How to Become a Hairstylist

Many women place more trust in their hairdressers than they do in anyone else. For some, going out in public with an unbecoming do is akin to showing up without pants on. Not only do women rely on hairdressers to keep their tresses looking great, they confide the most intimate details of their lives to these shear-wielding pros.

Do You Have What It Takes to Be a Hairstylist?

Hairdresser showing a lady hair colour samples
Matthias Tunger /Photographer's Choice RF/Getty Images

Next to technical skills, manual dexterity—the ability to use your hands and fingers well—and knowledge of fashion and trends, the most important quality a hairstylist must possess is strong interpersonal skills. The ability to both understand and convey information is imperative for anyone who wants to work in this field. Hairstylists cannot do their job if they aren't good listeners. Not only must they be able to hear what their clients say aloud, they must have the social perceptiveness to understand what they don't say as well. Hairstylists must be service-oriented. Their primary focus is serving their customers. Should you become a hairstylist?

Required Training and Education

If you want to work in the United States, chances are good that you will need to attend a barber or cosmetology program that has been approved by the state in which you want to work. Most states require prospective hairstylists to undergo this level of training, while some also stipulate they earn a high school or equivalency diploma.

You can find cosmetology programs at some high schools and at private and public vocational schools. They usually last at least nine months and some grant an associate degree upon completion. To find a program, you can do a search on the American Association of Cosmetology Schools' (AACS) website. According to this organization, tuition costs between $6500 and $10,000, depending on whether the program is located in a rural or metropolitan area. Before enrolling, check with the licensing board in the state in which you want to work to make sure the program is approved. AACS maintains a list of state licensing boards.

These are courses that are typically part of a hairstyling curriculum:

  • Sanitation and sterilization
  • Hair shaping
  • Texturizing
  • Hair extensions
  • Color methods
  • Permanent waving
  • Salon management

A hairstylist's professional development doesn't end with the initial training he or she receives. In order to keep up with the current trends, one usually continues to take courses throughout his or her career.

Getting Licensed

You must be licensed to work as a hairstylist in the US. Requirements vary by state but most require that you are at least 16 years old and have completed a cosmetology program approved by that state or by one with which it has reciprocity. Reciprocity is one state's acceptance of a training program approved by another state. Upon graduation, one takes a written exam. Some states also administer a practical exam during which one must demonstrate his or her styling skills.

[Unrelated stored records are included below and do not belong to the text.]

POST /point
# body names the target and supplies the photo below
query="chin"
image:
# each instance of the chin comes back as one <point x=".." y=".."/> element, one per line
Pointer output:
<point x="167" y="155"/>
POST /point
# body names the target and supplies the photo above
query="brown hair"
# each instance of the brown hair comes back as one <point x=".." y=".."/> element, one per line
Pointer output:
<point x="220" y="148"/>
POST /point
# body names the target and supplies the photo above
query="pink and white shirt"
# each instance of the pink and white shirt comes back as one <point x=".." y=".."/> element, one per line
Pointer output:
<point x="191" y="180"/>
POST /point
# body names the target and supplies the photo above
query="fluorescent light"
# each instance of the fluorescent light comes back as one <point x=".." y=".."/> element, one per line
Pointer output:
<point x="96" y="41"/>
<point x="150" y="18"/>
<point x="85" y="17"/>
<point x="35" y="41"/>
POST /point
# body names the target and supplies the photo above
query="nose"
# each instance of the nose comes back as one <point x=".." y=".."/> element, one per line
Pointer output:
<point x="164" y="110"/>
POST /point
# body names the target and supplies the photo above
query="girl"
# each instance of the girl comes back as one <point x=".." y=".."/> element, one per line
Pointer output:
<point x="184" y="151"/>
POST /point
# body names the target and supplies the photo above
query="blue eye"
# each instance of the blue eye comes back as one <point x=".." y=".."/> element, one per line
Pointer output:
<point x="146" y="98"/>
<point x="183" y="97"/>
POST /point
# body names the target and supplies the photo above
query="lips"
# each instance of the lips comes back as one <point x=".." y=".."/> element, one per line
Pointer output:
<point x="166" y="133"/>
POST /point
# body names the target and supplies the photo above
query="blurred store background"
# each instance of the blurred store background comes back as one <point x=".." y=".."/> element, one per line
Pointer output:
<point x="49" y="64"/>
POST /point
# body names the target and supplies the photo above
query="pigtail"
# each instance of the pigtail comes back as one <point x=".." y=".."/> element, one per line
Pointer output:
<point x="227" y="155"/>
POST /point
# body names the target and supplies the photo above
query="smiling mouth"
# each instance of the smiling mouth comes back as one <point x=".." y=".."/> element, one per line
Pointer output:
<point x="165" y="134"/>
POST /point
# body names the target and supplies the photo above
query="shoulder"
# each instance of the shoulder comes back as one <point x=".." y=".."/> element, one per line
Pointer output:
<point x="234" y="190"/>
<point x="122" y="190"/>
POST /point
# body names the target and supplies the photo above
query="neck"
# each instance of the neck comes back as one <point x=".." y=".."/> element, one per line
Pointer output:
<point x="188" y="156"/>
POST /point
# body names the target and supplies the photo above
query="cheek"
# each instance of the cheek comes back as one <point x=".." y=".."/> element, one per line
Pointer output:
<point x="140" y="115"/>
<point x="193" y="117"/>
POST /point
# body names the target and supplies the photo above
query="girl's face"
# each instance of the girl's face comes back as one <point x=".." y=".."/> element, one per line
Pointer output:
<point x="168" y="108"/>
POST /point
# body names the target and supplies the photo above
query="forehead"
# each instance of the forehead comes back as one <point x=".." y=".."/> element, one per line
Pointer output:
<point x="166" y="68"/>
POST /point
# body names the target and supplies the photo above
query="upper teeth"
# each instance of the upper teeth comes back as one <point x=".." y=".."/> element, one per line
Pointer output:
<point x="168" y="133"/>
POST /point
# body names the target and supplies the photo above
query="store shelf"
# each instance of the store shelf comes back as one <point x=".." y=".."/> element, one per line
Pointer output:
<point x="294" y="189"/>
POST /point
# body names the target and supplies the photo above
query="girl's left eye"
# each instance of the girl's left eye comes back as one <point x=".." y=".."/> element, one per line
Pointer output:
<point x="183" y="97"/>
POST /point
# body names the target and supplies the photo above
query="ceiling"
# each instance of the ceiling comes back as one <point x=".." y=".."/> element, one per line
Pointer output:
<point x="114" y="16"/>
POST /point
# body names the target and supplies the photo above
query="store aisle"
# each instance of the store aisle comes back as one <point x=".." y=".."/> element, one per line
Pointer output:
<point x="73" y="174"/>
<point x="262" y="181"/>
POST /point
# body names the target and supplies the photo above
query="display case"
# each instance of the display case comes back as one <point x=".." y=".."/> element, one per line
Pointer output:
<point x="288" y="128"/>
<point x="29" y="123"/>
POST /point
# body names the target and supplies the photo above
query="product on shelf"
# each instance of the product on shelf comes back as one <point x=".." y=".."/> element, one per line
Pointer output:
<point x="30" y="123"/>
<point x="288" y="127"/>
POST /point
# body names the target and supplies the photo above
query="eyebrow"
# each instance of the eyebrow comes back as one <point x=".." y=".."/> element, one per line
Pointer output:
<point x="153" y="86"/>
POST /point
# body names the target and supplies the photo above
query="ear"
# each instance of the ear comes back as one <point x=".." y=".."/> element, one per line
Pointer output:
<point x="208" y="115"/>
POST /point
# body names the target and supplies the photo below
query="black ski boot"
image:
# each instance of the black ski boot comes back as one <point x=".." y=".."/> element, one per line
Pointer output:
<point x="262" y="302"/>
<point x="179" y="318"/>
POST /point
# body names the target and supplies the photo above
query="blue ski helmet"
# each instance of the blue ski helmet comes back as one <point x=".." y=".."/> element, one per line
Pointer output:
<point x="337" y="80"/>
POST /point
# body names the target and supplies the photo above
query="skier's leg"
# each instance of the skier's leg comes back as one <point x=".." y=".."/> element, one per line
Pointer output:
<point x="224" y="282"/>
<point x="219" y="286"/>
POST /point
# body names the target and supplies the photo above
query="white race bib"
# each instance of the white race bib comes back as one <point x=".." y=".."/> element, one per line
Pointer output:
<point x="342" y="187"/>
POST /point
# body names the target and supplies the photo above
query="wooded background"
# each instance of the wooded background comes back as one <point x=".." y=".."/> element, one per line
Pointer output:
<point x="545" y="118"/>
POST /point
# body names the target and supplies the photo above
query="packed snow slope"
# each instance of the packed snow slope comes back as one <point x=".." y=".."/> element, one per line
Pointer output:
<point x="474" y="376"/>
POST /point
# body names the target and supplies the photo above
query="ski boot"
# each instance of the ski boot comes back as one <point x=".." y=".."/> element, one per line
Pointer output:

Getting Your First Job As a Professional Hairstylist

Many prospective hairstylists work in salons while they are attending school. They may work as shampooers, a job that usually doesn't require professional training. Some are hired for professional jobs upon graduation. Others will have to seek out new opportunities. Many cosmetology school graduates are self-employed. Some rent space in large salons, while others open their own businesses. Other hairstylists choose to become employees of salons. What qualities are salon owners seeking? This will vary by employer, but these specifications taken from job announcements found in various sources will give you an idea:

  • "Must be friendly and motivated."
  • "Ability to work independently and as part of a team."
  • "Experienced with color."
  • "Experienced with latest salon techniques."
  • "Ability to build and maintain strong customer relationships."
  • "Excellent cleanliness and sanitation skills."